Priti Patel Portrait Priti Patel
- Hansard - - - Excerpts

I thank my hon. Friend for his intervention on this very point. This is an area of great interest, primarily because of the type of cases we have seen. There is no question about that. I am afraid I have been subject to too many examples of cases of this nature. I am more than happy to speak to him and others about this. We need to get the approach right, and we will. People do move forward and change in life, but that is a separate issue. As was mentioned earlier, currently we are trying to address specific lacunae.

This Bill will amend the Serious Crime Act 2007 to better protect those in the security and intelligence agencies and the Ministry of Defence when discharging vital national security functions.
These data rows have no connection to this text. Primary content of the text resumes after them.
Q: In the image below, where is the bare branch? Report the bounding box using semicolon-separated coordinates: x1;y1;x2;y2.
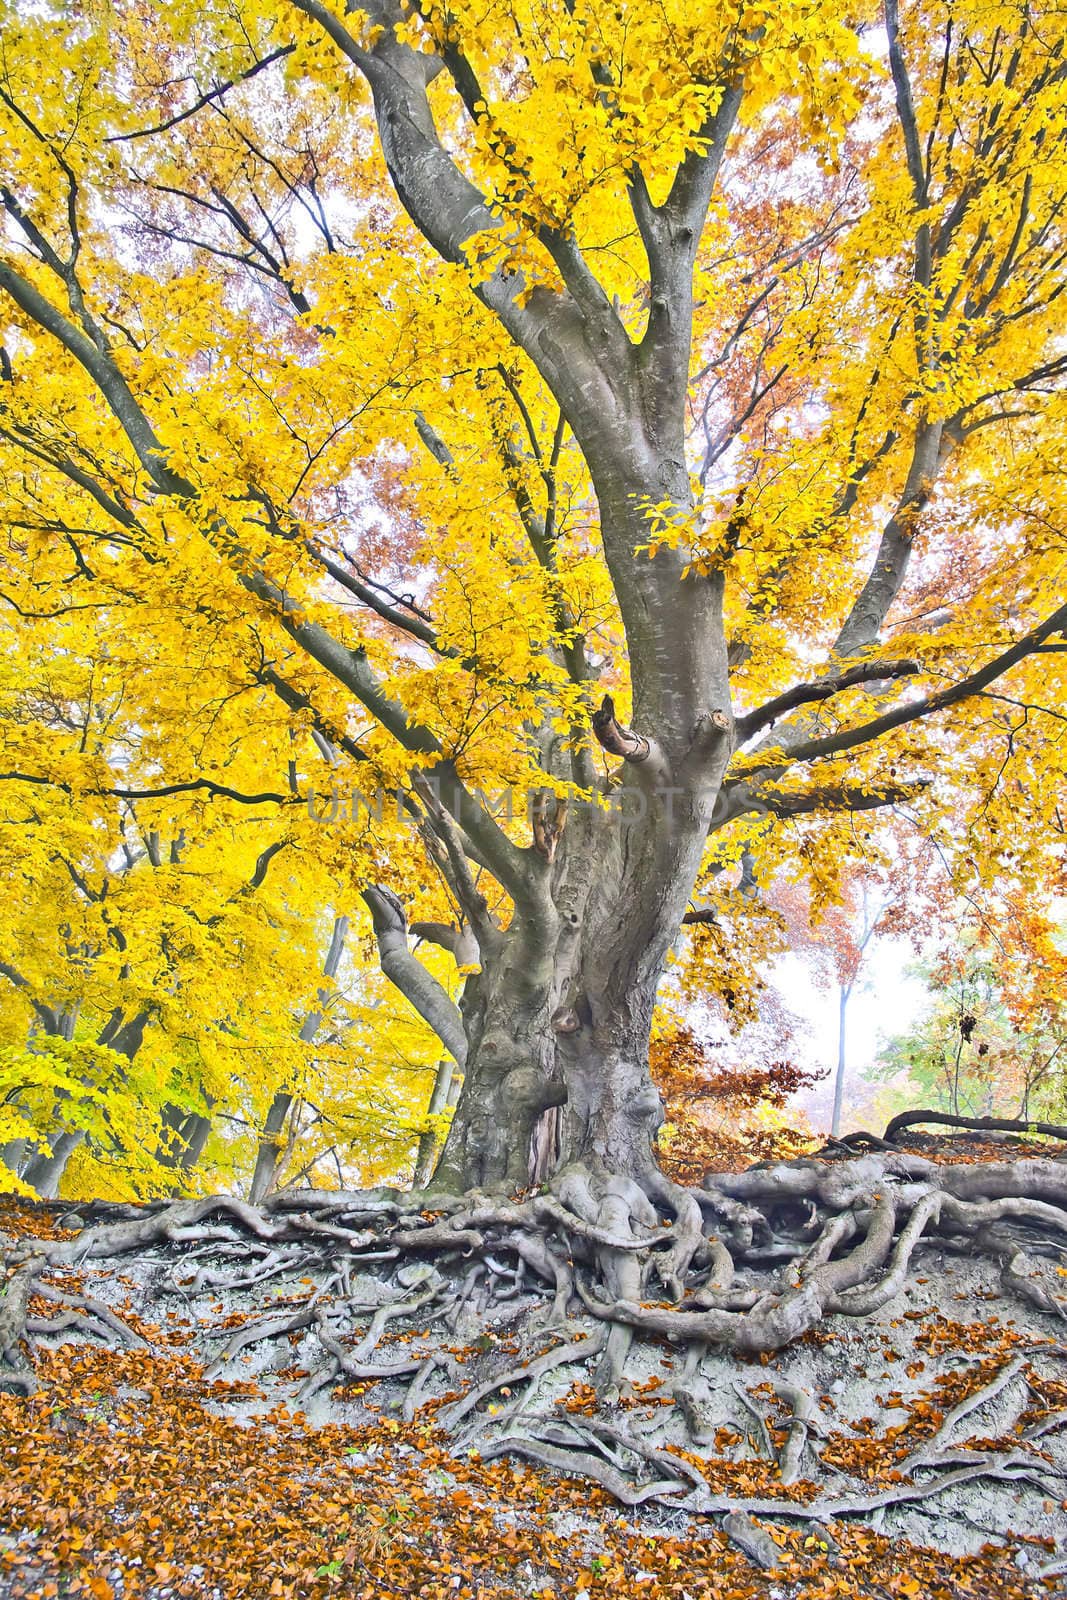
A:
746;600;1067;779
304;541;441;648
0;771;292;806
736;657;922;743
108;46;296;142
It will also enable more effective joined-up working with international partners to improve not only our operational agility, which my right hon. Friend the Member for South Holland and The Deepings (Sir John Hayes) has already touched on, but how we can be flexible going forward to address the changing landscape of threats.

It is worth remembering that things and situations can change for the better, as well as for the worse. Some of the UK’s closest allies today are countries with whom we have fought wars in the past, and we regularly develop new tools to keep us safe. The point is that none of this happens by chance. We should all reflect that when the Berlin wall fell back in 1989, some people thought that liberal democracy had won and history as we knew it then was at an end, yet this year, as we all know, Russia launched an unprovoked war against a neighbour.

It is right that we are vigilant, and we have to be vigilant every day, all the time. We cannot think in terms of just keeping up—we have to be several steps ahead. That is why the Bill is state-agnostic, but we need to be ready to face threats from wherever they may emanate, and the threat landscape is changing.

Keeping our country safe is not exclusively a matter for Government. It is also a matter for us as legislators. It is vital to come together on these measures and, as I have said several times, the measures in the Bill were drawn up after extensive consultation. They will mean that our courageous law enforcement and intelligence agencies will have the powers they need to keep us safe. We will have the ability to bring those who mean us harm to justice and, at the same time, to evolve and respond in an agile way to those threats. I urge the whole House to send a clear message to our adversaries that we will put the safety of the British people first by getting behind the Bill. I commend it to the House.